The case also stirred caste tensions in Beed, as Deshmukh was a Maratha and Karad, along with several suspects, was from the Vanjari community, an Other Backward Class (OBC) group. This exacerbated Maratha–OBC conflicts, which were already heightened by ongoing Maratha reservation protests in the region.

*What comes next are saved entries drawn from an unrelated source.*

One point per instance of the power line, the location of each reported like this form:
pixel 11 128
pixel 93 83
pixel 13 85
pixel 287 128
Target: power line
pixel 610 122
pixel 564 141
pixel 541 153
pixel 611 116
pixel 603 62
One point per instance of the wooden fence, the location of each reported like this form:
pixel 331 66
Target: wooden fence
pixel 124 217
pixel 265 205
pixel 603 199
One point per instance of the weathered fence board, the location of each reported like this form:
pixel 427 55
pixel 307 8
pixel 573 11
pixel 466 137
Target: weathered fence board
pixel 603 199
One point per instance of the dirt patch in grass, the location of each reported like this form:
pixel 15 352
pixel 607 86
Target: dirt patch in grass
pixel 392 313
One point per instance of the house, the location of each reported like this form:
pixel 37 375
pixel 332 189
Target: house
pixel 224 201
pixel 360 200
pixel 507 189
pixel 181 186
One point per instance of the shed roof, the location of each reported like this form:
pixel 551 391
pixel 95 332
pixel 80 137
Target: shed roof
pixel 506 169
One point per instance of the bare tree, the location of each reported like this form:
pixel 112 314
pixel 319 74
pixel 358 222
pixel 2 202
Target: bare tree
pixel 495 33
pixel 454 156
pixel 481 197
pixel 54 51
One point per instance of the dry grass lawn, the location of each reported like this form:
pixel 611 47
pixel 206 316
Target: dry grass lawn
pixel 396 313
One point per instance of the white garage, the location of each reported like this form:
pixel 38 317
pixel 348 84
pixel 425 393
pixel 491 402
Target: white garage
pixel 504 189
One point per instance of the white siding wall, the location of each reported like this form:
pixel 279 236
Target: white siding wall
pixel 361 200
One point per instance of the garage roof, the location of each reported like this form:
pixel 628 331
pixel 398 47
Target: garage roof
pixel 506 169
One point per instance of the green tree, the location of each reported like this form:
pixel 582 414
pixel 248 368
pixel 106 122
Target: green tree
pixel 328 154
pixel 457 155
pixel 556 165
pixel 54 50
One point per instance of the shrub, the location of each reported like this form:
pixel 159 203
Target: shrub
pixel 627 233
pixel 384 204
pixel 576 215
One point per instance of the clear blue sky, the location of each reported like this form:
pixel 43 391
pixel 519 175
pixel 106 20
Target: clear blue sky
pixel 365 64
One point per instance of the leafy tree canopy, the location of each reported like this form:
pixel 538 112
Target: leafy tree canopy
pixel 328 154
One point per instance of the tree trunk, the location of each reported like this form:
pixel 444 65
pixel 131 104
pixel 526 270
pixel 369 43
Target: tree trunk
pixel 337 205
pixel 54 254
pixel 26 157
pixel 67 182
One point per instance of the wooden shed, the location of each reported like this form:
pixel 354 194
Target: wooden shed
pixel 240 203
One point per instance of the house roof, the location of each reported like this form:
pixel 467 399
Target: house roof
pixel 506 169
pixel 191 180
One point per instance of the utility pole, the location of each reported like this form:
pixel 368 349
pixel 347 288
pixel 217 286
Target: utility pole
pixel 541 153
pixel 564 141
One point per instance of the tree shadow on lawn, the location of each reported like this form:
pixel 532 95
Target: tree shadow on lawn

Social activist Anjali Damania called for the trial to be moved to Mumbai and the suspects to be held in Arthur Road Jail, citing alleged police collusion in Beed.

==Public response==
The murder sparked protests in Beed, with villagers and Deshmukh's family demanding justice. On 25 February 2025, Massajog residents held a hunger strike to express dissatisfaction with the investigation. They demanded the arrest of Krushna Andhale, a probe into police officers Prashant Mahajan and Rajesh Patil, and the appointment of senior advocate Ujjwal Nikam as special public prosecutor. The government appointed Nikam to the role on 26 February 2025. Deshmukh's brother, Dhananjay Deshmukh, opposed bail for the suspects, fearing evidence tampering.

Political leaders across parties condemned the murder. Shiv Sena (UBT) leader Aaditya Thackeray criticized the government’s delay in acting against Munde, while NCP (SP) leader Supriya Sule called for a thorough probe. Maratha quota activist Manoj Jarange and INC leaders also supported the call for justice.

==Legal proceedings==
The trial is underway in a special MCOCA court in Beed, with Ujjwal Nikam serving as the special public prosecutor. The chargesheet includes evidence such as weapons, mobile phone videos, and witness statements. The suspects face charges under the Bharatiya Nyaya Sanhita for murder, kidnapping, and extortion, as well as MCOCA provisions for organized crime. As of June 2025, the trial continues, with seven of the eight suspects in custody.